二枚目の自動ドアを入ると、正面には広い待合ロビーが広がる。

右手にはシックなブラウン木目調の受付カウンターがあり、外来受付と会計、入院受付の窓口、更にその横には再診用の自動受付機なども設置されている。

患者は各々自分の受付を行い、目的の診療科目のある階へと向かっていく。

バッグからスマホを取り出して、一瞬考える。

仕事中、いつでもスマホに入った連絡を取れるとは限らない。

考えた結果、沙帆は控え目な足取りで受付カウンターへと近付いていった。


「あの、すみません……三角と申しますが、こちらの、鷹取怜士さんを訪ねてきたのですが」


外来受付に控える女性にそう声を掛けると、一瞬ハッとしたような顔をされ、沙帆はどきりとする。
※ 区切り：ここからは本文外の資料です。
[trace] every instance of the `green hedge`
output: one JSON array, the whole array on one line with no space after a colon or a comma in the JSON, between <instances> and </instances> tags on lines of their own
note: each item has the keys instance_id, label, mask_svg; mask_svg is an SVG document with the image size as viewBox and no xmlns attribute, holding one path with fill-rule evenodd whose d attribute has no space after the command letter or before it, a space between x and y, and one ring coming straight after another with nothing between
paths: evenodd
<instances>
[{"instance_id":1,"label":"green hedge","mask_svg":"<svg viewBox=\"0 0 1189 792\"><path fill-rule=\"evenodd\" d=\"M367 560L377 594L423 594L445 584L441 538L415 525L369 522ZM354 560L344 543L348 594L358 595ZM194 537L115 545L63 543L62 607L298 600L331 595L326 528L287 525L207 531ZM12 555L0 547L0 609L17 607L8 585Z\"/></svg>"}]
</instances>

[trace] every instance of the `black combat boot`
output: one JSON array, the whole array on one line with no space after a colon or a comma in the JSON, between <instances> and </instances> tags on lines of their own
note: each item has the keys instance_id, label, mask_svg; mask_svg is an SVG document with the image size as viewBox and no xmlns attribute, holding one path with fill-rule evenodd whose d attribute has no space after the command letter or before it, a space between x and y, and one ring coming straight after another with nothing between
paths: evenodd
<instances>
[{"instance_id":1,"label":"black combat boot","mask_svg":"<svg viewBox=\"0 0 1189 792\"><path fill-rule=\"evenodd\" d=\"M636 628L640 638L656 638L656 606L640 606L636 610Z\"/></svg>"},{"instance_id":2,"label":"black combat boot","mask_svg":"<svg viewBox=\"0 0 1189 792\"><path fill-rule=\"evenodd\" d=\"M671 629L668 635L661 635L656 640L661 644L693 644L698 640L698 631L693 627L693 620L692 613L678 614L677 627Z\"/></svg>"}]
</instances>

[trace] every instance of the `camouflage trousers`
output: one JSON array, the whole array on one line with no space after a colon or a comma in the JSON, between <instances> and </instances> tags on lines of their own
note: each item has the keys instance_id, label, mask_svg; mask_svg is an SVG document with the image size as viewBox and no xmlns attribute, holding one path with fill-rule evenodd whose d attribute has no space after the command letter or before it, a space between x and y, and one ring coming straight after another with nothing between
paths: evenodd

でも話が通っているのか「そちらにお掛けになって少々お待ちください」と言われた。

来院した患者たちが掛ける場所に元気な自分が座るのも悪いと思った沙帆は、邪魔にならないように隅の方で立って待機する。

病院といっても近代的な内装で、ホテルのロビーのようだ。

すぐそばに置かれた観葉植物の木の横に、肖像彫刻が飾られている。

数歩近付いて見てみると、〝創立者 鷹取源次郎〟と記されていた。